Accounting for Investments
By Tom McGivney, CA
New accounting rules for financial instruments and
investments, dictated by the Canadian Institute of Chartered Accountants, are effective
for fiscal years beginning October 1, 2006 for non-profit organizations (NPOs) and public companies. Implementation for private companies has been
deferred for a year. This is of particular interest to NPOs that own significant
investments and reserve funds.
The discussion below is directed
specifically at non-profit organizations and co-operatives.

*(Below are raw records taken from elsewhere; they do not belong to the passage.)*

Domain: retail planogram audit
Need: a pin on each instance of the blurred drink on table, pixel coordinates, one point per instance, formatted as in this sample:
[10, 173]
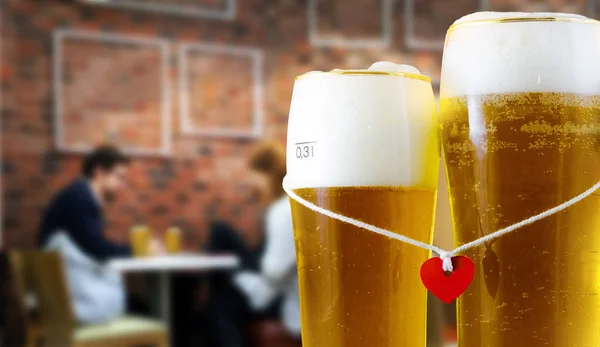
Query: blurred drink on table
[173, 240]
[140, 241]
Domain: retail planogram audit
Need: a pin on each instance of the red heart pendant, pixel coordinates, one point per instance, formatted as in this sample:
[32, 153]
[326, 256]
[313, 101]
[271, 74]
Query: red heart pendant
[451, 286]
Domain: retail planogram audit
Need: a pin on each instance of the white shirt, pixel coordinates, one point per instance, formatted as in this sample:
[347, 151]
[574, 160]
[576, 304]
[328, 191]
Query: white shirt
[278, 268]
[97, 293]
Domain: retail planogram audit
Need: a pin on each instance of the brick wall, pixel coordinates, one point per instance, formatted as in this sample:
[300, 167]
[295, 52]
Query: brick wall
[205, 178]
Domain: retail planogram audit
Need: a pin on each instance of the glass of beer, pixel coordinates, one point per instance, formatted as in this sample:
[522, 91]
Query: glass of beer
[173, 240]
[520, 118]
[363, 143]
[140, 240]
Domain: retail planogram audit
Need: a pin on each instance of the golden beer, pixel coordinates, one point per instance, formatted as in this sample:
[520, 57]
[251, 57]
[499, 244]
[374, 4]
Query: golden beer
[365, 288]
[140, 241]
[173, 240]
[362, 144]
[518, 148]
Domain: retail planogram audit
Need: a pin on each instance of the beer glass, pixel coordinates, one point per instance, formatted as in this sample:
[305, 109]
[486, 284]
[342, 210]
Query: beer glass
[520, 119]
[140, 241]
[173, 240]
[363, 144]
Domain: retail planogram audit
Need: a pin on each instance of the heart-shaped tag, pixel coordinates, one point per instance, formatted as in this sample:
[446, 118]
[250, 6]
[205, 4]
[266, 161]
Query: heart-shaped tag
[447, 287]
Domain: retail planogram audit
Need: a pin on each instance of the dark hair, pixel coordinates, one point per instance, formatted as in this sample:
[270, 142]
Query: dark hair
[104, 157]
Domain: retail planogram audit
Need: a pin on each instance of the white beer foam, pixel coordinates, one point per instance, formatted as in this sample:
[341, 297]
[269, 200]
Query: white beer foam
[360, 129]
[534, 56]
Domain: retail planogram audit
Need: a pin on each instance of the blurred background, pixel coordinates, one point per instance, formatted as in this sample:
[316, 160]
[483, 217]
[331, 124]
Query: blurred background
[187, 89]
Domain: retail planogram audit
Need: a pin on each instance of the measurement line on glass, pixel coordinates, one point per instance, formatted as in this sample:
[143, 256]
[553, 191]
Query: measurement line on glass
[305, 149]
[446, 256]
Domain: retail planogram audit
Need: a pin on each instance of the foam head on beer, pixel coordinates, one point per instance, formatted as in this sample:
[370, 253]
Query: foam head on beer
[372, 127]
[520, 56]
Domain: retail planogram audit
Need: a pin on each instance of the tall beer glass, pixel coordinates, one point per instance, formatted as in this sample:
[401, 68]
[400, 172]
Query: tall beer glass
[520, 117]
[362, 144]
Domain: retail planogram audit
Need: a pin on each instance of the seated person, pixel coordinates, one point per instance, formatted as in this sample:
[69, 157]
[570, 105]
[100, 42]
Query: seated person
[73, 225]
[277, 273]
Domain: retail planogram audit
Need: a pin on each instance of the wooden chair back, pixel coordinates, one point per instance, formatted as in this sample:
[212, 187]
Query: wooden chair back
[20, 269]
[50, 286]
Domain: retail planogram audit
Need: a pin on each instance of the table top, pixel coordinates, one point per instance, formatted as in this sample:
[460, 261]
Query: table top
[178, 262]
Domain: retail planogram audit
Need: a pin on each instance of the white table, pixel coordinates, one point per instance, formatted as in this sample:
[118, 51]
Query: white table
[165, 265]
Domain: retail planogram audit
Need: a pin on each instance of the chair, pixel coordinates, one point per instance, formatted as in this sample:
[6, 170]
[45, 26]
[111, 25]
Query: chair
[20, 268]
[59, 325]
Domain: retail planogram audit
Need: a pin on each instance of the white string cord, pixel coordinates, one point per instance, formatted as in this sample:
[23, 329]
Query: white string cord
[446, 256]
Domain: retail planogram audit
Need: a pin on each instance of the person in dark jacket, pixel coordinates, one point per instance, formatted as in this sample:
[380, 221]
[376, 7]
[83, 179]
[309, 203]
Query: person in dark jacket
[77, 209]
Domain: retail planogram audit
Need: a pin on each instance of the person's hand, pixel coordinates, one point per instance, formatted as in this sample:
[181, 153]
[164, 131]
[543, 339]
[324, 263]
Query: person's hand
[156, 247]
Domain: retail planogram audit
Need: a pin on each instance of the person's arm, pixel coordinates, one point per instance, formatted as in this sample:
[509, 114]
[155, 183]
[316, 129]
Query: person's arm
[279, 259]
[85, 228]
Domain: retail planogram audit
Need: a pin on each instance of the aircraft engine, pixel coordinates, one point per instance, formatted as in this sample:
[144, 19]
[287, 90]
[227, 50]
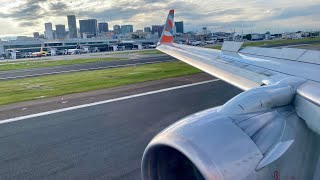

These rules indicate that market value
fluctuations may now have to be reflected in financial statements. There are three
possible investment classifications:
investments
held-to-maturity
investments
held-for-trading and
investments
available-for-sale
Investments with fixed maturities, like bonds and
guaranteed investment certificates, can be classified as "held to maturity" when
an organization has the ability and intention to hold the investments to maturity. In this
case market value fluctuations are not recorded because they are not intended to be
realized. The accounting for these investments involves tracking the original cost and
calculating and recognizing income in a uniform manner over the term of the investment.
This is generally how these investments have been accounted for in the past and may
involve considerable record keeping.
Investments classified as
"held-for-trading" include portfolios that are traded often, derivatives and
investments designated as "held-for-trading" by the organization. Market value
fluctuations in this case are reflected directly in the statement of operations along with
any other investment income. This will likely be the preferred classification because the
accounting is easy. Investments are simply recorded at market value at each period end
with the increase or decrease reflected in operations. This classification may be used for
any investment provided the designation is made when the investment is initially recorded
or when changing policies to follow theses rules initially.
All other investments are classified as
"available-for-sale". These
investments are reflected on the statement of financial position at market value. The
investment income and market value fluctuations are split between the statement of
operations and the statement of changes in net assets depending on their nature. Changes in market values would initially be
recorded in the statement of changes in net assets. When
investments mature or are sold, realized income would be reflected in the statement of
operations and the effect of the initial market value changes would be removed.
These rules are complicated. We encourage you to
consider the implications for your organization in consultation with your chartered
accountant or auditor as soon as possible.